No matter what the cause, your clients and prospects need to know that the best way to protect themselves from an attack labeled as a cyber crime is with cyber insurance. The product offers protection from exposures found online, taking into account first- and third-party risks.
First-party risks pay to help the insured recover from a covered claim or failure of security. Third-party risks cover losses resulting from breaches in network security or unauthorized access events. It is important to point out that cyber insurance is necessary in this day and age, as the standard property and liability insurance policies that most companies carry will not cover losses attributed to cyber crime.
So what does cyber liability insurance cover? Each insurer does things a bit differently, but here are the six key coverage areas that seem to be consistent from company to company:
Business interruption: If a business lost revenue due to a short-term or long-term shutdown caused by a cyber attack, the insurance policy will reimburse the company for its losses.

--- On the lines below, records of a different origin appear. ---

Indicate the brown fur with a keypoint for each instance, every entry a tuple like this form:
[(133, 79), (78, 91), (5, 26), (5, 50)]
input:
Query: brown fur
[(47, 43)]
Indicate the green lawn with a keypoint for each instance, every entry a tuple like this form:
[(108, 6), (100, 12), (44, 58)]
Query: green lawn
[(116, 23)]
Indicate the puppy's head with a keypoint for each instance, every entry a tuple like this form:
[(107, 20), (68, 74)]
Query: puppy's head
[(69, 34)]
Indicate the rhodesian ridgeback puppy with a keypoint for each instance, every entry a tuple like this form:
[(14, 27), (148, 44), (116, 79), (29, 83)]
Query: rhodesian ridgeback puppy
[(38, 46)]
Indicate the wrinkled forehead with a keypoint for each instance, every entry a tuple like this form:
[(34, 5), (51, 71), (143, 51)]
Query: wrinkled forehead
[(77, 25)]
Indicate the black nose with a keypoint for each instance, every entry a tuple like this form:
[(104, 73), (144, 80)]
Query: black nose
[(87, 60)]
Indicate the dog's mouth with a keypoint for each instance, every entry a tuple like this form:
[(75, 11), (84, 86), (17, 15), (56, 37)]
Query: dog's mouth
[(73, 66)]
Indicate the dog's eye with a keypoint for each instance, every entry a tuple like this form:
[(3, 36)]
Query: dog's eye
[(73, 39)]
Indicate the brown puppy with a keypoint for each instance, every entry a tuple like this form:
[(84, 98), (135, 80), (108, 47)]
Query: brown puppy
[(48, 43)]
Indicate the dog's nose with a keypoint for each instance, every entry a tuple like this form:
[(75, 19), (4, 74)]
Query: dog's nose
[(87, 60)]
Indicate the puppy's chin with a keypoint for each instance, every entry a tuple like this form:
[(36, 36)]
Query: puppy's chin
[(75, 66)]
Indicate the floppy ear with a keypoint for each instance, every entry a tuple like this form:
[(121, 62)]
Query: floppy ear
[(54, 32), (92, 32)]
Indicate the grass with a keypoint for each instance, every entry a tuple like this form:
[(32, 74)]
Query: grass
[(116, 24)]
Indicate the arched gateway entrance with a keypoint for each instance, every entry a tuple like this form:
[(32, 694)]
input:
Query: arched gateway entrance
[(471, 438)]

Data loss and system damage: While standard policies will cover the cost of replacing a machine if it is lost or stolen, companies will not be reimbursed for the lost data. Cyber insurance, however, will cover the cost of those losses. Notification expense: Companies must notify customers, vendors and others of the possibility their private information has been compromised. Typically, a company will offer to cover the cost of credit monitoring for a set period of time.
Content liability: This coverage protects the company from claims filed for everything from slander to invasion of privacy if the content on a blog or website is compromised.
PR/crisis management: Your client may need to hire a PR firm to do some crisis management to protect their brand in the aftermath of a breach that has compromised the security of customer and vendor information.
Regulatory, forensic and investigation expense: With new notification laws enacted and privacy legislation constantly changing, your client could end up being contacted by a government official who wants to do an investigation. Cyber insurance will cover the costs involved.
The cost of a policy will vary based on the type of business, the sensitivity of the data in your client’s possession, the controls in place and the limits of coverage they select. Premiums can be as low as $1,500 or as high as a few hundred thousand dollars per year. There are no limits to the amount of coverage a company can purchase. Considering the Cost of Cyber Crime study done last year by the Ponemon Institute, an independent research firm, found that the costs of cyber crime range from $1.5 million to $36.5 million per company, that’s a bargain.